Nineteen Thirty-four Escapes (一九三四年的逃亡 (Yījiǔsānsì Nián de Táowáng)) is a novella by Su Tong, first published in 1987. In 1990 it was published by Yuan-Liou Publishing Co. (遠流出版公司) in a collection with the novella Raise the Red Lantern (which there is titled under its original Chinese title, Wives and Concubines, which is also was the title of the entire volume).

This, told in the first person, is about an impoverished peasant family.

The novella was translated into English by Michael S. Duke, and this translation was published as a collection of stories by Su Tong, named Raise the Red Lantern: Three Novellas, published by William Morrow & Company in 1993. This collection also includes the novellas Raise the Red Lantern and Opium Family.

Nineteen Thirty-four Escapes and Opium Family take place in a fictional location called "Maple Village". Yingjin Zhang of Indiana University compared Maple Village to Yoknapatawpha County.
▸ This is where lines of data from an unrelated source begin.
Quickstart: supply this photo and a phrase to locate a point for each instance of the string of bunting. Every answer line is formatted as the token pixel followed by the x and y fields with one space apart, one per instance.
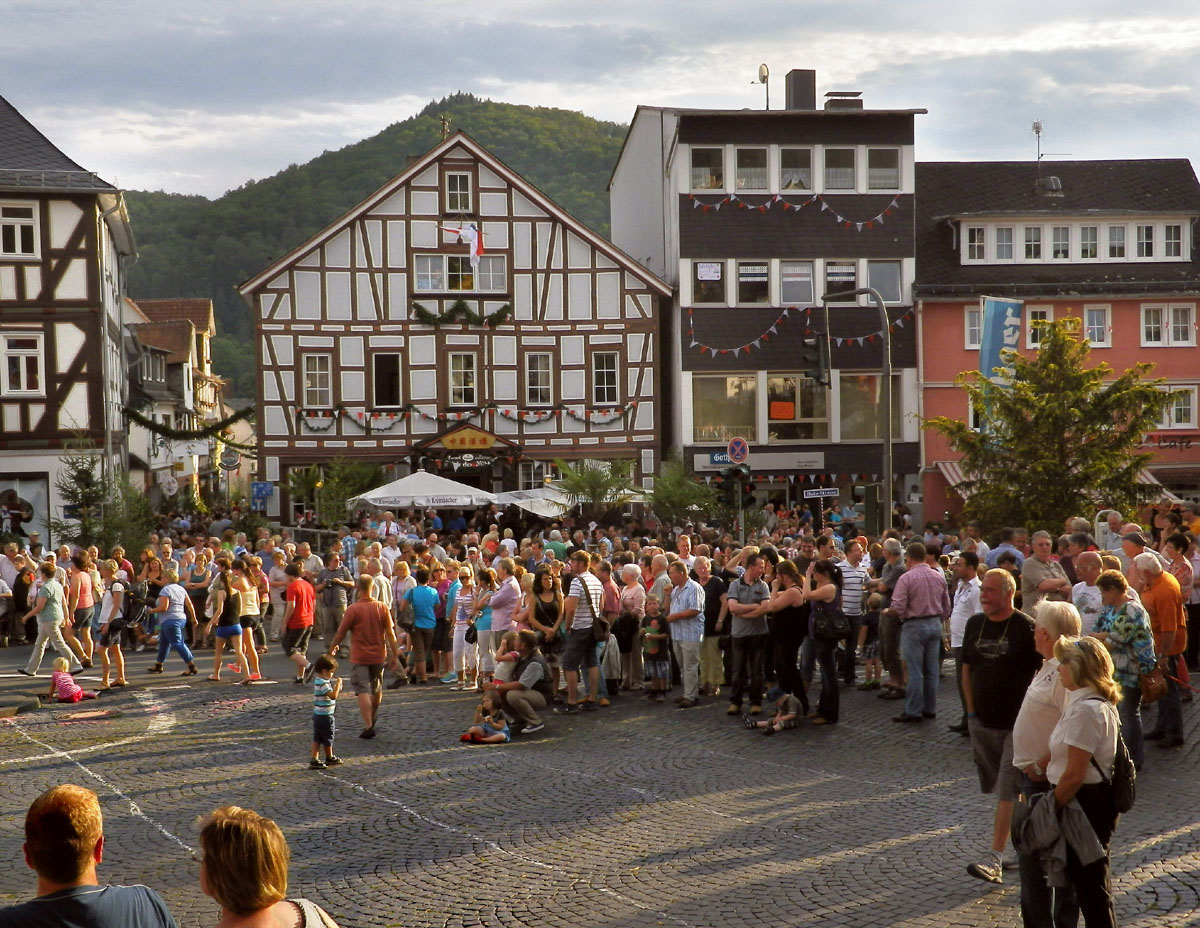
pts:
pixel 773 330
pixel 786 204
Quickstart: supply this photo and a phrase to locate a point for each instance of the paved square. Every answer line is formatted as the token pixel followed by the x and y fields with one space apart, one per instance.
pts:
pixel 640 815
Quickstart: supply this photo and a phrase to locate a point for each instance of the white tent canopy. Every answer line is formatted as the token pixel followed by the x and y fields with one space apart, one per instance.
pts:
pixel 423 489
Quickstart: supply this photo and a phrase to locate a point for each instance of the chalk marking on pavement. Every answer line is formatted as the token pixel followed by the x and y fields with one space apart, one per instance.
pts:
pixel 161 720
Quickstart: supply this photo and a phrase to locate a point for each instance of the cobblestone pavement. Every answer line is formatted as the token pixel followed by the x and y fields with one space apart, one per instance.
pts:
pixel 637 815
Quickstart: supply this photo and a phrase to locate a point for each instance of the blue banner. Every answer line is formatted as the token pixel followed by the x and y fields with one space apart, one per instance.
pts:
pixel 1000 327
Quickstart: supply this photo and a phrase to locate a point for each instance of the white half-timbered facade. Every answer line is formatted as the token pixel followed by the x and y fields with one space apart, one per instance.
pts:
pixel 64 237
pixel 459 321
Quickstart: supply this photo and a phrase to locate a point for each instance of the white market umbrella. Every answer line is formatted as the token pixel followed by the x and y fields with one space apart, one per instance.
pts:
pixel 425 490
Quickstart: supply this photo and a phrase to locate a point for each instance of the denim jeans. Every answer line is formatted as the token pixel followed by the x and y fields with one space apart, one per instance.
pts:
pixel 1043 906
pixel 1129 710
pixel 921 645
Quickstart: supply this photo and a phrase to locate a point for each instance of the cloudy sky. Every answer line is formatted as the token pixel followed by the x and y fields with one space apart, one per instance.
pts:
pixel 203 95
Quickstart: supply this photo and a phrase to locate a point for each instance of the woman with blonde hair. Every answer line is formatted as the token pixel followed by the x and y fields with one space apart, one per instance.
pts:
pixel 244 867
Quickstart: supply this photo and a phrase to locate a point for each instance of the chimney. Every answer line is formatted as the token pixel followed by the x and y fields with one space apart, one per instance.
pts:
pixel 801 89
pixel 844 100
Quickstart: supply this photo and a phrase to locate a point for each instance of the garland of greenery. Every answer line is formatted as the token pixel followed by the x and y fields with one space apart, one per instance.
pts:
pixel 192 435
pixel 461 311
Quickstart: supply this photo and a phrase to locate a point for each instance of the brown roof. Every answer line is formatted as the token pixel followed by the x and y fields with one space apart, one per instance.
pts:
pixel 196 311
pixel 175 337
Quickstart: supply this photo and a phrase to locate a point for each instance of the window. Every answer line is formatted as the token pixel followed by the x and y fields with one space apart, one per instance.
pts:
pixel 796 281
pixel 1145 241
pixel 1033 333
pixel 841 275
pixel 462 379
pixel 885 276
pixel 708 281
pixel 862 406
pixel 972 327
pixel 796 408
pixel 1116 241
pixel 18 231
pixel 1096 325
pixel 1032 243
pixel 882 168
pixel 976 240
pixel 796 168
pixel 751 168
pixel 1060 243
pixel 754 281
pixel 539 387
pixel 839 168
pixel 604 379
pixel 534 474
pixel 385 381
pixel 24 373
pixel 1003 243
pixel 1087 239
pixel 457 192
pixel 1173 241
pixel 707 168
pixel 441 273
pixel 724 407
pixel 318 381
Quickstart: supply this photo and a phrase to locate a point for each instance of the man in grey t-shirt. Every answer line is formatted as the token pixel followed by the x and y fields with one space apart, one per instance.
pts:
pixel 744 602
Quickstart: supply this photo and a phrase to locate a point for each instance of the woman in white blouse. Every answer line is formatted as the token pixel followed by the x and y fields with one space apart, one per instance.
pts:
pixel 1081 747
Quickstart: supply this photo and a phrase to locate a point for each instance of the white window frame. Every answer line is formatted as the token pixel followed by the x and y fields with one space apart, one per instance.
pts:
pixel 453 195
pixel 601 390
pixel 11 227
pixel 972 327
pixel 1107 329
pixel 310 366
pixel 1032 339
pixel 37 354
pixel 543 389
pixel 467 391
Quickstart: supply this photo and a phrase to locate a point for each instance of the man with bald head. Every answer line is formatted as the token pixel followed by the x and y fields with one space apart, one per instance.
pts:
pixel 1085 594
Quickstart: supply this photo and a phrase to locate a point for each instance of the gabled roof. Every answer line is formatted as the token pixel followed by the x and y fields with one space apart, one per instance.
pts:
pixel 30 161
pixel 175 337
pixel 196 311
pixel 484 156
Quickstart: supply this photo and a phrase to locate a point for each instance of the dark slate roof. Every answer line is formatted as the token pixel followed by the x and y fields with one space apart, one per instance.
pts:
pixel 30 161
pixel 993 190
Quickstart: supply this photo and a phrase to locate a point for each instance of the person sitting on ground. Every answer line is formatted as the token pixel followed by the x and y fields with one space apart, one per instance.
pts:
pixel 64 844
pixel 244 867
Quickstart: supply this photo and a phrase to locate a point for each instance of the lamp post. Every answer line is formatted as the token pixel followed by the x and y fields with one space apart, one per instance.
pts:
pixel 887 383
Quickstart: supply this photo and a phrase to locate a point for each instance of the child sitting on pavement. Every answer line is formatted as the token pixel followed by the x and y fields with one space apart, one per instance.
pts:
pixel 63 686
pixel 787 713
pixel 491 726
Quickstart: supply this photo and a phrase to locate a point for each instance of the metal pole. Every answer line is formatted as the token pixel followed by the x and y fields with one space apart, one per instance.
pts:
pixel 886 371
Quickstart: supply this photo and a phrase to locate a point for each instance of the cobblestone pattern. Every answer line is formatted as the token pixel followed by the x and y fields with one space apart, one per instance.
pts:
pixel 640 815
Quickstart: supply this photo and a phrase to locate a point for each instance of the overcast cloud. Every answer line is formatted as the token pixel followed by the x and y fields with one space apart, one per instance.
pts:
pixel 198 97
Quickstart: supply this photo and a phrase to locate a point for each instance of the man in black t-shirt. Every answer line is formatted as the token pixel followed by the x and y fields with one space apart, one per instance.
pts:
pixel 999 662
pixel 64 842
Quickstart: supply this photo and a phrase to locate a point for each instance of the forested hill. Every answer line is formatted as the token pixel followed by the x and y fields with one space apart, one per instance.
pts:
pixel 192 246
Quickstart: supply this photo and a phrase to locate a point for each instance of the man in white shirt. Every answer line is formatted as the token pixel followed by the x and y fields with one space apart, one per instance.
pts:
pixel 964 605
pixel 1085 594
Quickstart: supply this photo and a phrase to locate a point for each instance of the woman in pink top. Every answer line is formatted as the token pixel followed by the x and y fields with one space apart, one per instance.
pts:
pixel 505 599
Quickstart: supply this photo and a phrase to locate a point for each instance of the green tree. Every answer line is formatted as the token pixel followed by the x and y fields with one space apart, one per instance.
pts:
pixel 599 488
pixel 676 497
pixel 1060 439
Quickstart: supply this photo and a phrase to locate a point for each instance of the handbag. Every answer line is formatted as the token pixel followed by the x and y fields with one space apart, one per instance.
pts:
pixel 1152 684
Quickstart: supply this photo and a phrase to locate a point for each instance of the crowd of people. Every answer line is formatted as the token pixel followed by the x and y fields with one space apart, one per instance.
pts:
pixel 570 618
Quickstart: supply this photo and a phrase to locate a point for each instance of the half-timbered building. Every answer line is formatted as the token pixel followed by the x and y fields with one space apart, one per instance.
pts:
pixel 461 322
pixel 64 238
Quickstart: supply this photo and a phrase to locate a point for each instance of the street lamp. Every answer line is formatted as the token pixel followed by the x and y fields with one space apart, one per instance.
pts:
pixel 887 383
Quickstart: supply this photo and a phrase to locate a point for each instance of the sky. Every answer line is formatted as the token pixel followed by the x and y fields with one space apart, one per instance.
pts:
pixel 202 96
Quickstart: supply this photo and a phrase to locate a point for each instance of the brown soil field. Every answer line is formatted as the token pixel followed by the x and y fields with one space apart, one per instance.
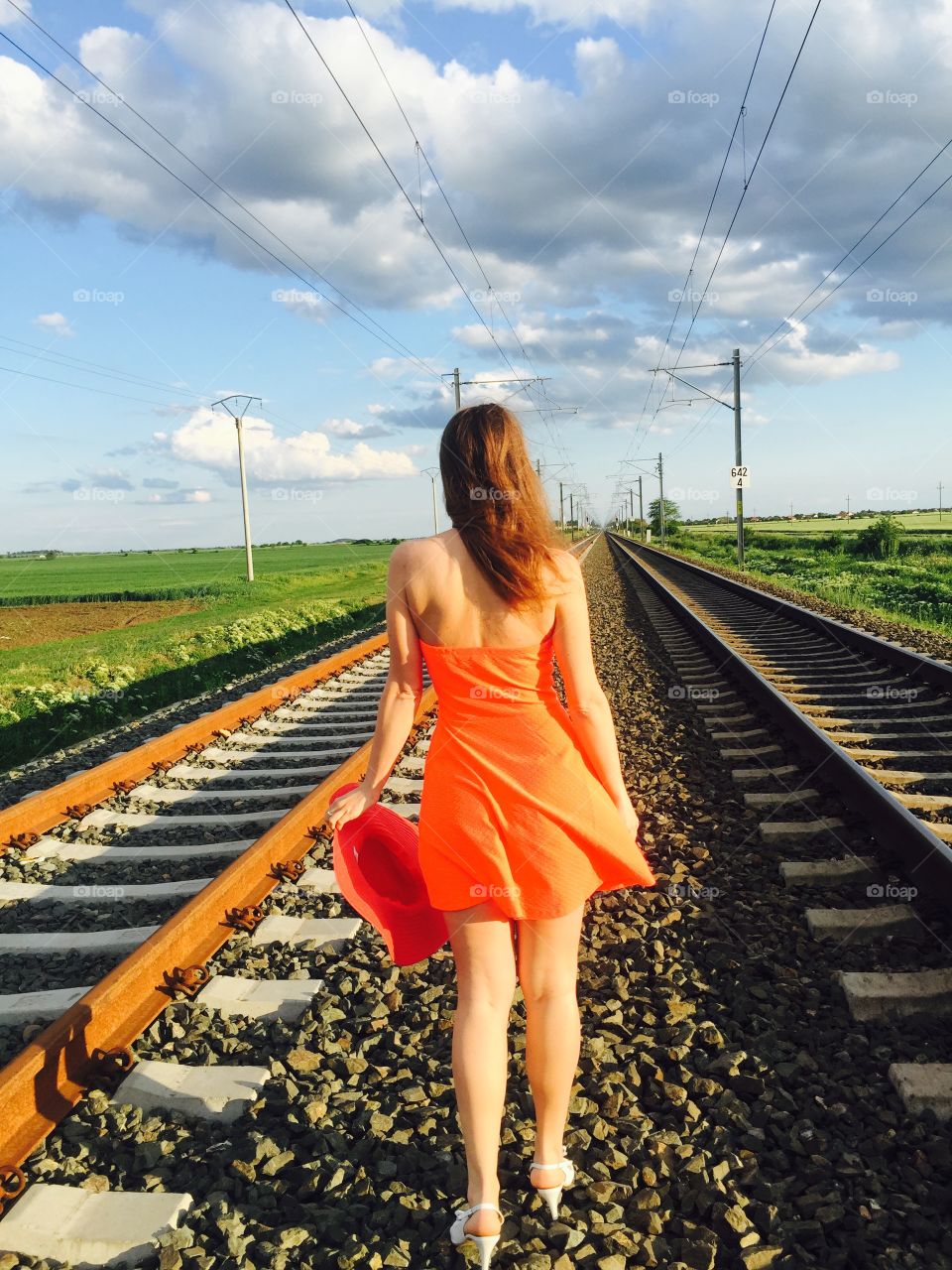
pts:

This location is in the south of the country.

==Plot==

The narration focuses on Grandmother Jiang. She is married to Chen Baonian, who goes to the city to do business. Jiang finds a woman Chen Baonian is cheating on her with, Huanzi. Jiang and Huanzi get engaged in a conflict. Grandmother Jiang has seven children.

The story is set in 1934. The year is used as a dividing line between pre-industrialized and industrialized society in the country, and Liu Zaifu stated that the year was not considered important in Chinese history, but that it is within the work.

There is a narrator who talks about his family. The narrator does not reveal his name, and feels that he does not have a great existence compared to his family.

In the story there is a farmer named Chen Wenzhi, who engaged in voyeurism.

By the end of the novella, six of the children are dead. Sabina Knight wrote that "fatalism" is a feature of the work. Xiaobing Tang states that the family experiences "gradual but no less violent disintegration and dispersal".

==Reception==

Xiaobing Tang, in Chinese Modern: The Heroic and the Quotidian, described the novella's plot as "complex and seminal".

In Nineteen Thirty-four Escapes and Opium Family Duke had stated "that wherever the English seems strange it is because the Chinese was also purposefully so". Gary Krist of The New York Times felt these translations had a "rambling nature" that became "merely awkward, unrevealing and occasionally tedious." Because of Duke's statement, Krist was unsure whether the awkwardness came from Su Tong or from Duke. Publishers Weekly stated that a "hand-me-down quality of oral history" where the reader is unsure of the truth is reflected in Nineteen Thirty-four Escapes.